La idea de crisis supone una estabilidad o un orden previo y una salida en la que también un orden y una estabilidad se reconstituyen.
Sabemos que las familias, presentadas como supuestos núcleos de estabilidad social, desde un modelo tradicional de orden subjetivo, no lo son.
De hecho, hace no tantos años atrás, las escuelas dedicaban una jornada (con acto, representaciones, comida – canasta, etc.) a homenajear a la familia, pensada ésta como la unión a través del tiempo de mamá, papá e hijo/s. La realidad se encargó de mostrarles, casi violentamente, que ese modelo ya no existía, por lo tanto, muchos establecimientos han decidido erradicar ese evento de su calendario.
Míticamente la familia tiene su origen en el momento en que los dos miembros que componen la pareja, se ilusionaron con la idea de ser “uno”, la unión de las “medias naranjas”, de la “media medallita del corazón”; creyeron ser el uno para el otro, el complemento perfecto. Desde ese lugar es desde donde se piensa que las diferencias de los caminos transitados hasta el momento del encuentro, que lo que había de no vínculo o de no experiencia en común, se puede salvar con el hecho de realizar juntos lo soñado por y para ambos. Momento ilusorio que llamamos enamoramiento.
Desde el fondo mismo de la historia de la institución que se denomina “familia”, surgen los ideales que diseñan el “paradigma familiar”. Esto da lugar a la organización desde el sentido común, aquello que queda implícito sin mayores cuestionamientos, lo que “se debe ser y hacer” porque sí. “Para nosotros y para nuestra posteridad”, parafraseando al Preámbulo de nuestra Constitución Nacional.
La seguridad de la familia está enmarcada por los ideales, marcados por el discurso familiar que pasa de generación en generación, cuya fuente de ilusión es la estabilidad.
Lo que no es tenido en cuenta en esta ilusión es que el dolor, el sufrimiento o el desencuentro, son integrantes también de la realidad psíquica tanto individual como familiar.

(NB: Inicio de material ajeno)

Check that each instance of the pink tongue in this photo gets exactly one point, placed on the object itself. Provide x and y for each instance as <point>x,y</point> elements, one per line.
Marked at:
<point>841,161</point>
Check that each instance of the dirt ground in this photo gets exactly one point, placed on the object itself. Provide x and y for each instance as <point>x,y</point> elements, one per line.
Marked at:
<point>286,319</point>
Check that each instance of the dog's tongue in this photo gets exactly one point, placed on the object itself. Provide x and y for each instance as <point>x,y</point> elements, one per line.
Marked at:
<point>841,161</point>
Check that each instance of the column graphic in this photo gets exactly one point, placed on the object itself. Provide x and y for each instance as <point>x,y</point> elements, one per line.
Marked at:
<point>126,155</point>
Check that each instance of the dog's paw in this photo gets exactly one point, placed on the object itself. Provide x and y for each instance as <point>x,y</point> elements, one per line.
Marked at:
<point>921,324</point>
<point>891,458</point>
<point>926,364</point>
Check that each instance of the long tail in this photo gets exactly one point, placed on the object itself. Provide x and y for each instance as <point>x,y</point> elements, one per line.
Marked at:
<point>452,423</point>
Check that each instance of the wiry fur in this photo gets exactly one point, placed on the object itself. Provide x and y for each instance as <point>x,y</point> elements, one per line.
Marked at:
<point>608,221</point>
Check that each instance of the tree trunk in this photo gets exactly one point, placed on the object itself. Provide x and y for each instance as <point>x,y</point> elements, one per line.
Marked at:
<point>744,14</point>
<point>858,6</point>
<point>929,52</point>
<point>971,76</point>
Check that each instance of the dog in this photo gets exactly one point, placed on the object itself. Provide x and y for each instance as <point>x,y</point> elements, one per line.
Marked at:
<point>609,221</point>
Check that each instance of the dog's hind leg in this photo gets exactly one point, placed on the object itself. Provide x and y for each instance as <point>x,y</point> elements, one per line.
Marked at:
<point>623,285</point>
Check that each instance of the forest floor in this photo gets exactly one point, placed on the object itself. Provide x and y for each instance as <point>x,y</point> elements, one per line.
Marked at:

Es aquí donde surge la noción de crisis.
La crisis aparece ante un acontecimiento novedoso y la creencia en esta supuesta estabilidad, nos lleva a la duda casi permanente de enfrentar al conflicto o reprimirlo, repudiarlo, guardarlo debajo de la alfombra, negarlo, para poder seguir siendo…
Mamá, papá, hijitos… dos por lo menos, nena y varón en lo posible…
“Una casita blanca, una luna de plata y una canción lejana que lame el mar” dice una canción que cantaba mi papá.
Lo que se aleja de lo soñado, sin tener claro siquiera si fue por nosotros, asusta y angustia, generando momentos de crisis.
La muerte, la discapacidad, la homosexualidad, la infertilidad, la distancia…
Darnos cuenta del único saber real, que nada es para siempre, mucho menos lo soñado como ideal.